In a previous post we covered the 3 Best Questions To Ask Your Audience After A Presentation. In this post we will cover the best question to ask your presenter after a presentation.
What Is The Best Way To Contact You?
Whatever information was shared during the presentation, no matter how helpful it was, nothing about the presentation itself has as much potential as building a relationship and networking with the presenter themselves. If they have not already provided a means of contact, ask! Email is great but connecting with them on social media has larger potential for interaction.
Why Social Media Over Email?
It can be awkward for some to initiate contact via email with someone they don’t know well. With social media however, conversations are expected. There is nothing odd about mentioning another user on Twitter or retweeting their tweet. This is the norm with Twitter and other social networks and because of this it is much easier to get a dialogue started.

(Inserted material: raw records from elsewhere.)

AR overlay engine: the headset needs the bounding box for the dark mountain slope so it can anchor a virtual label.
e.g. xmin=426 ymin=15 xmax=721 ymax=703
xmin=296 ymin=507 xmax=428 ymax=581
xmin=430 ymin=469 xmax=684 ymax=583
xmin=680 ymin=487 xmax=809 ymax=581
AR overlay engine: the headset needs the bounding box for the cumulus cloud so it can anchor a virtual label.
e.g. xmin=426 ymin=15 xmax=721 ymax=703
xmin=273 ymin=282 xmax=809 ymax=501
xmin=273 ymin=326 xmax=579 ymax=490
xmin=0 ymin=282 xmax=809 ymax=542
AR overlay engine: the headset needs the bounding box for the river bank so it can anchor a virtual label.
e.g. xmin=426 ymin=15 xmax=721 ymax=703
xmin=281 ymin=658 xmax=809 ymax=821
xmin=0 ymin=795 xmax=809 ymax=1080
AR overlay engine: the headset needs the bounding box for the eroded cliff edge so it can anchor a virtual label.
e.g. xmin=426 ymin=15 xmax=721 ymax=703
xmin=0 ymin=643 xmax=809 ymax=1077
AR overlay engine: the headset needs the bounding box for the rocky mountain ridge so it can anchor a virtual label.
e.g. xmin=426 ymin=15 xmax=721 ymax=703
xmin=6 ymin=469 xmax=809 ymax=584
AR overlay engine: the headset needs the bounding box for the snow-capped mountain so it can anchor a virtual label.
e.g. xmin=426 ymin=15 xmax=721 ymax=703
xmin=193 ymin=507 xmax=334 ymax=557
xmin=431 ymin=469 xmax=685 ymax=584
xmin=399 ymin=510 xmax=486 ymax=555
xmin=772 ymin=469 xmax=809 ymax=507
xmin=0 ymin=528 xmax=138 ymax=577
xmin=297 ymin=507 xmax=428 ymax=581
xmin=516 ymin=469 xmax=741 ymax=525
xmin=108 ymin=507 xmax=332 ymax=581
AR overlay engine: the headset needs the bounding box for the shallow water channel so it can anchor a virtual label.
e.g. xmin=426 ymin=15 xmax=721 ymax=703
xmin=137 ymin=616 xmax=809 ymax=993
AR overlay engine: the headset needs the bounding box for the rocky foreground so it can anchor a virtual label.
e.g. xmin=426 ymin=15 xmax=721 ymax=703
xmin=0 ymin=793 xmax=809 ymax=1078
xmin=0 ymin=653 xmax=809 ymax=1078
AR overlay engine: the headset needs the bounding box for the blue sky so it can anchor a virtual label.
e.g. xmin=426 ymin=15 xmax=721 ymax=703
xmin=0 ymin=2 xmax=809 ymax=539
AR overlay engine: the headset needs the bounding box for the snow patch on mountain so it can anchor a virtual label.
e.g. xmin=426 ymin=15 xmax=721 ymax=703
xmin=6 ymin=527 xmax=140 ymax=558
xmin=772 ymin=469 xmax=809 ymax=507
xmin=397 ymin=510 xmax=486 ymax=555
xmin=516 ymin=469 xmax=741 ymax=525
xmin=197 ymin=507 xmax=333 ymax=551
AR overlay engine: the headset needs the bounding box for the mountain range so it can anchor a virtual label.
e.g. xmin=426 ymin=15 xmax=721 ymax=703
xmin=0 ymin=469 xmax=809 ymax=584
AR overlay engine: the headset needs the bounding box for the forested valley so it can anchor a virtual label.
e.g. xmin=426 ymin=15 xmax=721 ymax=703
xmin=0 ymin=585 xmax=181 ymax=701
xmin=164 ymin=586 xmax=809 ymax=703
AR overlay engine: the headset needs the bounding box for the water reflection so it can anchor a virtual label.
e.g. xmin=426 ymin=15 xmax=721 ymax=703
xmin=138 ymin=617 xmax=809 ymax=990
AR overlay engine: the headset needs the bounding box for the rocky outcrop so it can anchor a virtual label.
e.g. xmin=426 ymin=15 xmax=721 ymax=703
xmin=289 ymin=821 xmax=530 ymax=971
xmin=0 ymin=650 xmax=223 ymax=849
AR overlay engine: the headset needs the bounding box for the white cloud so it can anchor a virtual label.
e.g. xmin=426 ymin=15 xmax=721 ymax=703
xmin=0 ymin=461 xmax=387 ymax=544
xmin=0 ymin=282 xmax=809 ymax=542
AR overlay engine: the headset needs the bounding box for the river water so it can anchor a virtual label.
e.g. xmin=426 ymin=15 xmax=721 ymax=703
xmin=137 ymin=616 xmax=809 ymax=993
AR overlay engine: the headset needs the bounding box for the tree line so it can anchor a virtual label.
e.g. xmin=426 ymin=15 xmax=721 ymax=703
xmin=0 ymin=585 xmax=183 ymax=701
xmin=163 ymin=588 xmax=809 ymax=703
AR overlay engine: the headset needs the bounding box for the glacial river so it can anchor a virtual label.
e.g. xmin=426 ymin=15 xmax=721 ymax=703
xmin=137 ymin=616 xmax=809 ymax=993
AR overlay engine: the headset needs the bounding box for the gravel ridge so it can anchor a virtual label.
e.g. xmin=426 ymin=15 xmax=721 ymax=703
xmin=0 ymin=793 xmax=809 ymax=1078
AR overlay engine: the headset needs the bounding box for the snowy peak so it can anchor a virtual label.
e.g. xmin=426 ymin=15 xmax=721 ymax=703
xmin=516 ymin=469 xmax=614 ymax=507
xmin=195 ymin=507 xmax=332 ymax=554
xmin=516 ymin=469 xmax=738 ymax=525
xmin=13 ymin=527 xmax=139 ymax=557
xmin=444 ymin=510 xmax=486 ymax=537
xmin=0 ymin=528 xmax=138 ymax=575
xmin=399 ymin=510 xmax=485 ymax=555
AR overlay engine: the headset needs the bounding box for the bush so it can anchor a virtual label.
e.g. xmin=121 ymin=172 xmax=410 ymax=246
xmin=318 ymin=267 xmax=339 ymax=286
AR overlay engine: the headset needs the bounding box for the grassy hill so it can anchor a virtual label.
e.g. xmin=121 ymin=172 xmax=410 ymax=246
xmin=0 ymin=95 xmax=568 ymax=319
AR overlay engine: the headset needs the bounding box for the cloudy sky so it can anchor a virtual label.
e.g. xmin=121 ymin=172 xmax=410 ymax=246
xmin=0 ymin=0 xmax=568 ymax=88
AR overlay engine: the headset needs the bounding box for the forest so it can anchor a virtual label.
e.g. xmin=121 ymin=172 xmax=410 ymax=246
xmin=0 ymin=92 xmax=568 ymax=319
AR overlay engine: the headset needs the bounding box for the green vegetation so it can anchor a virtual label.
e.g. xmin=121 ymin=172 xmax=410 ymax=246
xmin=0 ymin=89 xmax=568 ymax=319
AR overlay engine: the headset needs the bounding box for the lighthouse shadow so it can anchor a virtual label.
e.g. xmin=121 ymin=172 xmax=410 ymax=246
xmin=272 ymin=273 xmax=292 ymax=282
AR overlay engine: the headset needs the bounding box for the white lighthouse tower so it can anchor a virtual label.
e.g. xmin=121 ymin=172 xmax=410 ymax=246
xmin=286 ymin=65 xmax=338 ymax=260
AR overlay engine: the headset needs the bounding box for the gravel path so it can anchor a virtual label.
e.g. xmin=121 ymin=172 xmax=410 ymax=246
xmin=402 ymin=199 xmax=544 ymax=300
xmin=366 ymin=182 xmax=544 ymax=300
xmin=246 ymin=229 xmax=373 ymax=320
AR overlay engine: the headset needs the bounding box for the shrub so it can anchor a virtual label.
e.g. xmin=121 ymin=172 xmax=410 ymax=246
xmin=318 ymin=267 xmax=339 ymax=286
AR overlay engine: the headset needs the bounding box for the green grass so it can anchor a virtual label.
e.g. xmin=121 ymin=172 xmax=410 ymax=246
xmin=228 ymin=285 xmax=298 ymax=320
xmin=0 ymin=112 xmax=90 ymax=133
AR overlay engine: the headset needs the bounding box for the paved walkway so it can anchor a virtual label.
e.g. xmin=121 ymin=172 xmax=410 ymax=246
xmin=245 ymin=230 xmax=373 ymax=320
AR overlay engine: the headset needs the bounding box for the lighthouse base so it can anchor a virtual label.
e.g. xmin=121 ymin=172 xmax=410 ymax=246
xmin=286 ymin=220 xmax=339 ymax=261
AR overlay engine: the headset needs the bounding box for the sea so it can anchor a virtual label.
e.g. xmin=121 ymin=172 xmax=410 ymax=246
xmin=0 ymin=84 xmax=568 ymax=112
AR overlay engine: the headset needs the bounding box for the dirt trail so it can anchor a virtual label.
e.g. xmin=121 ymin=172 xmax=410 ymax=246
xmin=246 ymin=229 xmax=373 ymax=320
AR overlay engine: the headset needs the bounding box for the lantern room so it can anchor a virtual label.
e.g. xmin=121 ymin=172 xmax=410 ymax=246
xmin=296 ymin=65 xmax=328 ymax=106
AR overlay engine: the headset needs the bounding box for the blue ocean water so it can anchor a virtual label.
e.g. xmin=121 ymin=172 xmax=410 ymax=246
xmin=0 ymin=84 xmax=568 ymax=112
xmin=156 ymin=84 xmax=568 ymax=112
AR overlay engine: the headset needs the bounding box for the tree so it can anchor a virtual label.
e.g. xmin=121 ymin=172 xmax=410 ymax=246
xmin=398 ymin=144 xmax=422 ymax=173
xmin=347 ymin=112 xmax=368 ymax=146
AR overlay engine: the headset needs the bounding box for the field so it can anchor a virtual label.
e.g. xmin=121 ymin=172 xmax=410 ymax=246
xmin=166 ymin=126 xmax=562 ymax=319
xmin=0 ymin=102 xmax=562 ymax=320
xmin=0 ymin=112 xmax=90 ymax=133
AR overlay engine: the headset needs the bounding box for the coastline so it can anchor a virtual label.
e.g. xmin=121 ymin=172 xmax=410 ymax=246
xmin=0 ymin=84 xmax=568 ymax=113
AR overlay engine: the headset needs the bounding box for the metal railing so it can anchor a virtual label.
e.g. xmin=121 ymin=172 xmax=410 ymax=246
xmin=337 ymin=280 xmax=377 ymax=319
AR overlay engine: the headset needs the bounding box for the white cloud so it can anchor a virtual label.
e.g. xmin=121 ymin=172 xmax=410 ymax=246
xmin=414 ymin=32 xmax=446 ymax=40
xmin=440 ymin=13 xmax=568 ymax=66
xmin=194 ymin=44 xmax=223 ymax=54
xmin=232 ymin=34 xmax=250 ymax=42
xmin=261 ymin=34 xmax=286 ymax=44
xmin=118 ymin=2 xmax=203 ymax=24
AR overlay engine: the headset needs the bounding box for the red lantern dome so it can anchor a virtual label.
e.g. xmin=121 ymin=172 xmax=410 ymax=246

It may take some time, depending on the person, before they start conversing with you. The least intrusive method is the request the connection (assuming they shared their preferred social network with you during the presentation question) and once connected send them a message thanking them for their presentation. Do not ask for anything at this point. Continue to interact with them online without over doing it. Just enough so they don’t forget you. Remember, networking is not about trying to get something from someone. It’s about helping each other when you can, and you are much more likely to get help after you have already helped them. Try and add value to the conversation with your actions – don’t simply state how much you love every post.
What To Do If You Only Have Their Email
Contact them the day after the presentation. Not right after and not next week. You want to remain fresh in the presenter’s mind when you reference the presentation in your email (be sure to thank them for an excellent presentation) but not too soon to seem needy. You also need to avoid asking for something, instead offer something they might enjoy related to the presentation. Share a resource or thought, don’t make them regret reading your email.